APR 15, 2014

Could the Environment of Deep-Sea Vents Create Life?

WRITTEN BY: Jen Ellis
A great way to start a debate, if not an outright fight, is to discuss theories of how life started on Earth.

One of the more intriguing theories evolved (pun intended) from the 1977 discovery of unusual biological systems that resided in the harsh environment of hydrothermal vents on the deep-sea floor. These systems have no exposure to sunlight and live in a mixture of carbon dioxide, sulfide, and hydrogen from the emission of the nearby geysers.

While this mixture is inhospitable to most life on today's Earth, it does have similarities to the environment of the early Earth, and it provides the basic building blocks and reaction conditions to potentially produce microbial life forms-thus leading to speculation that life on Earth may have chemically originated in conditions similar to today's deep-sea vents.

Methanethiol, the simplest possible carbon-sulfur compound, is considered to be an ancient precursor of one of the more prevalent enzymes in living organisms today, Acetyl-CoA. Since high levels of starting materials are known to exist near the vents, the thinking was that methanethiol could act as the bridging material between a lifeless mix of chemicals and the Earth's first life forms.

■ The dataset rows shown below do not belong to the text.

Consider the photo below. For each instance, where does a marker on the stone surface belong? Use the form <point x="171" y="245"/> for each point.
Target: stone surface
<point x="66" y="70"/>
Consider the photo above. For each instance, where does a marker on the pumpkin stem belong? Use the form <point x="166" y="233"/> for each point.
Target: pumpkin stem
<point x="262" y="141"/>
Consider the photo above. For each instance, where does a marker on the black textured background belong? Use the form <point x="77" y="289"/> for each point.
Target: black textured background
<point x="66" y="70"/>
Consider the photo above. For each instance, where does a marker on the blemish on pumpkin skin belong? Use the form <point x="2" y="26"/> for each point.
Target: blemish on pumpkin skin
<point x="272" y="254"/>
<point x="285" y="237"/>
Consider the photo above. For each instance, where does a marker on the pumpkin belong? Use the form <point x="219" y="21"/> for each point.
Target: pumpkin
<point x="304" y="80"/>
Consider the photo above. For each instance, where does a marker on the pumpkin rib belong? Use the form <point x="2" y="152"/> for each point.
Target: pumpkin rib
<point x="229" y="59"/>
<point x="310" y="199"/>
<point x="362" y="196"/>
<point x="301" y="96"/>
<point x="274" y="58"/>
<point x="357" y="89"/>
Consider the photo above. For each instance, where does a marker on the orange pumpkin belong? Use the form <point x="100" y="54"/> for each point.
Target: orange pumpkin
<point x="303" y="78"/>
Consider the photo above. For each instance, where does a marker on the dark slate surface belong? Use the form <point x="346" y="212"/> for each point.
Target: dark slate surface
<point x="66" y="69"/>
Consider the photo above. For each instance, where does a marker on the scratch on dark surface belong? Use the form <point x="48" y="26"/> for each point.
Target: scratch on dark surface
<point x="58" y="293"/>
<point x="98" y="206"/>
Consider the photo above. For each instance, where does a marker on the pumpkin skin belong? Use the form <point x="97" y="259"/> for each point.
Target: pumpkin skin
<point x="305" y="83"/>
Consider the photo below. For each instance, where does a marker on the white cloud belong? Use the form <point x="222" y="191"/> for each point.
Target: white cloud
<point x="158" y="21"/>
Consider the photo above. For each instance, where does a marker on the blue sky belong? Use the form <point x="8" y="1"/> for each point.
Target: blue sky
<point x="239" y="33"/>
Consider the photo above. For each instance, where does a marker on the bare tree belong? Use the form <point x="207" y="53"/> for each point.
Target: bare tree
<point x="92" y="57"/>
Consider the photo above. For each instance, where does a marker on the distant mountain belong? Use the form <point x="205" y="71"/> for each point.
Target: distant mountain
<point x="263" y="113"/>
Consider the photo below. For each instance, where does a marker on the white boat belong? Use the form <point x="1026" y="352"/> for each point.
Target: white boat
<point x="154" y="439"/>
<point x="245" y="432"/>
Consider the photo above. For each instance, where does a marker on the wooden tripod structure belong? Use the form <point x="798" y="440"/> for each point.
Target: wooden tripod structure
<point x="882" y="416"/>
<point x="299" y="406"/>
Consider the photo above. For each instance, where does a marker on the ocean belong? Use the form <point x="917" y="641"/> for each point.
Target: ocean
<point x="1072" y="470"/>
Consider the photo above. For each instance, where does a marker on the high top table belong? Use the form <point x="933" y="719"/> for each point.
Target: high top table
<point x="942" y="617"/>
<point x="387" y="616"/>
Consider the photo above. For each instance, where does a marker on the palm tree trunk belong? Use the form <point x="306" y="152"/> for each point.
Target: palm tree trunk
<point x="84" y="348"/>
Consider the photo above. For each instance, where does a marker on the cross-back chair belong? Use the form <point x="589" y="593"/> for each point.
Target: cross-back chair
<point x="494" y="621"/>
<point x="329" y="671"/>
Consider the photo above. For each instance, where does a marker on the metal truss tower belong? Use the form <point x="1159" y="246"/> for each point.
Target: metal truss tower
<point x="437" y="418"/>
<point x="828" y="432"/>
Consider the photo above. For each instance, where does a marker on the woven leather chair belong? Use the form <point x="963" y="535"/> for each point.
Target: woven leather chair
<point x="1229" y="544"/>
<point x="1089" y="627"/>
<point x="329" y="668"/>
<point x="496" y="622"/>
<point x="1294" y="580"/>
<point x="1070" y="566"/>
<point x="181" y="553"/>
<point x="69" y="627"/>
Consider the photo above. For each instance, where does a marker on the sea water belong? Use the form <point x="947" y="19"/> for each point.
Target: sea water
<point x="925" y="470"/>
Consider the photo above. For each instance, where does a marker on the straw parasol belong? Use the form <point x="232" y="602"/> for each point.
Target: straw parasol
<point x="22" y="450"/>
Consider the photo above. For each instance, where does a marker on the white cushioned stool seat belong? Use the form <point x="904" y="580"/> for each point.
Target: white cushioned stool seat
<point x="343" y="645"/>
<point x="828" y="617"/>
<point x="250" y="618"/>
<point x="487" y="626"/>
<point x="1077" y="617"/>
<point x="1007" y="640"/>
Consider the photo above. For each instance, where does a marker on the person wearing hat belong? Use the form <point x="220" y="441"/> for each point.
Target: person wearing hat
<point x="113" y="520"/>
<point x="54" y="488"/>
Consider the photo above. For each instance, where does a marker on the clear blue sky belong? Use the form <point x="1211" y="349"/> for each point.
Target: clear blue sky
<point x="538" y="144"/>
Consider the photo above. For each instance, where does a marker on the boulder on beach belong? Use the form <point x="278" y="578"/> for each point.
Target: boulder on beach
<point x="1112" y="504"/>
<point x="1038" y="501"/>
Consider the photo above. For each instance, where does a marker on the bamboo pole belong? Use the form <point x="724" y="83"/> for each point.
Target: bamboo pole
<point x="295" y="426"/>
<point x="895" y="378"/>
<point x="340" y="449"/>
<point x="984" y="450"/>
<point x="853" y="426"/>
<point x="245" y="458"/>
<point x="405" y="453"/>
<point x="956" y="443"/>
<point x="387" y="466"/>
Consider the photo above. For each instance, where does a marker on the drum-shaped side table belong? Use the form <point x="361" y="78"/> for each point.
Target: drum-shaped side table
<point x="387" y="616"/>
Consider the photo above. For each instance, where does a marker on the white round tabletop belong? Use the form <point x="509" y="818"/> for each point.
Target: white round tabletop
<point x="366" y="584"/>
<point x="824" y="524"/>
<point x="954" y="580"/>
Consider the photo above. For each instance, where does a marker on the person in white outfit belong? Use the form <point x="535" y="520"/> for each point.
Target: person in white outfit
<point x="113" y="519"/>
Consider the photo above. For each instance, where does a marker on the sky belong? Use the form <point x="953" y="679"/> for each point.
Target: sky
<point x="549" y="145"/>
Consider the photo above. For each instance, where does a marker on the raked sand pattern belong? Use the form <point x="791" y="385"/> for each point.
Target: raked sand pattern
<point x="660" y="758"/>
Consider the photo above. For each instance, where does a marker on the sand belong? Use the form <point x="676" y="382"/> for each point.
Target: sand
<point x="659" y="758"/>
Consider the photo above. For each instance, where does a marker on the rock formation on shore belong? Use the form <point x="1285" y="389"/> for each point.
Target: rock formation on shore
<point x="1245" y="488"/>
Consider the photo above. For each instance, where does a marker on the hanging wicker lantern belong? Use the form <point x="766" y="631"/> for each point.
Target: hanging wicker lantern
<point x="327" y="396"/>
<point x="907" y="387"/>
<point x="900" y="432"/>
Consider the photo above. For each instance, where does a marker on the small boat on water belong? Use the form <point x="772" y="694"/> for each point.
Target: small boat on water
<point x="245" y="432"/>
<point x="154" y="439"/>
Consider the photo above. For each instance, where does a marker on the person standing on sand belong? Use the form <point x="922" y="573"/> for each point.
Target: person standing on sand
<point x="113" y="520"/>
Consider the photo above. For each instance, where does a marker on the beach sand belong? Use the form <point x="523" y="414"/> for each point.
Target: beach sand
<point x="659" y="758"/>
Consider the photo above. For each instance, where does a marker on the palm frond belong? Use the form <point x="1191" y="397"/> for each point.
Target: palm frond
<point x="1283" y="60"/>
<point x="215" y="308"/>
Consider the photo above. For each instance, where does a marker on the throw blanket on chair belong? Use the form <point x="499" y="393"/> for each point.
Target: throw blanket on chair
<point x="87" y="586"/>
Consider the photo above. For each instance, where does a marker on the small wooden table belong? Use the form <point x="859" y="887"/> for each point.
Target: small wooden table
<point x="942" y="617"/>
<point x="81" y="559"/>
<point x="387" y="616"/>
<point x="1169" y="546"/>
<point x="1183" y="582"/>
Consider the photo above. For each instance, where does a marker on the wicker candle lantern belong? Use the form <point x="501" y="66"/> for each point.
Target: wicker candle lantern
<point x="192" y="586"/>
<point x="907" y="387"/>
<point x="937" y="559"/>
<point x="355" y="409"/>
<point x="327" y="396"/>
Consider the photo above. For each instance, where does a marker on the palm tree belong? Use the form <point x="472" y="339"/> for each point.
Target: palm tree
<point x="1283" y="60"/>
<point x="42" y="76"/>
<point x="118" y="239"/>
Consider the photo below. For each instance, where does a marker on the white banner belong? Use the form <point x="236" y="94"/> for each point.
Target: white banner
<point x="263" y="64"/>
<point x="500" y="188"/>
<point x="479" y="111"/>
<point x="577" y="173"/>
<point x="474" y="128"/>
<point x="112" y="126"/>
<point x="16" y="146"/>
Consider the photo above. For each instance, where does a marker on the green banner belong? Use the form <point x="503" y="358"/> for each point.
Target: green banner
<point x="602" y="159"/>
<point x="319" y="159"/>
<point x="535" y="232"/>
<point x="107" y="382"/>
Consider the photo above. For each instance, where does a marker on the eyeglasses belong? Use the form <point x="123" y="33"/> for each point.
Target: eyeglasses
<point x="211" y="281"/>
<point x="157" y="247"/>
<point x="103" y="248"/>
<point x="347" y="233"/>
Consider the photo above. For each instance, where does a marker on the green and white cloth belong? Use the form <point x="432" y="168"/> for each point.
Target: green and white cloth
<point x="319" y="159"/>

If methanethiol could be found in significant levels near the vents, produced from purely chemical processes, it would lend more credence to this theory of life.

A research group from the Woods Hole Oceanic Institute set out to answer this question by measuring methanethiol concentrations near deep-sea vents, in multiple locations around the world, over the course of four years. Their study was published in the recent Proceedings of the National Academy of Science.

The team checked 38 different hydrothermal fluid emissions from vents, some in areas with an overabundance of hydrogen (expected to allow for large production of methanethiol), and other areas where the chemical mixture was thought to be less conducive to methanethiol formation.

Collecting and preserving samples for analysis in this environment was a daunting task. However, one of the Woods Hole geochemists developed a vessel specifically for this purpose, known as an isobaric gas-tight sampler. The vessel preserved the hydrothermal fluid at the typical deep-sea pressure for subsequent dissolved gas analysis.

The team was surprised to find the opposite of what it expected-hydrogen-rich environments contained a relatively low amount of methanethiol, and hydrogen-deficient environments produced higher amounts of methanethiol.

In addition, the team found significant methanethiol in mixing areas where colder water mixes with the hot vent fluids below the seafloor. Ammonia was found as well, along with a few other markers-suggesting that the methanethiol is not being formed spontaneously, but instead is a breakdown product of living matter that is being killed off by the hot mixture.

While this finding puts a dent in the hydrothermal vent theory, it doesn't kill it entirely. There may be a different material other than methanethiol that can form under those conditions and serve as the bridge to life.

However, this finding does have one useful side possibility-finding the presence of methanethiol in samples from distant planets could be a significant indicator that life once existed there.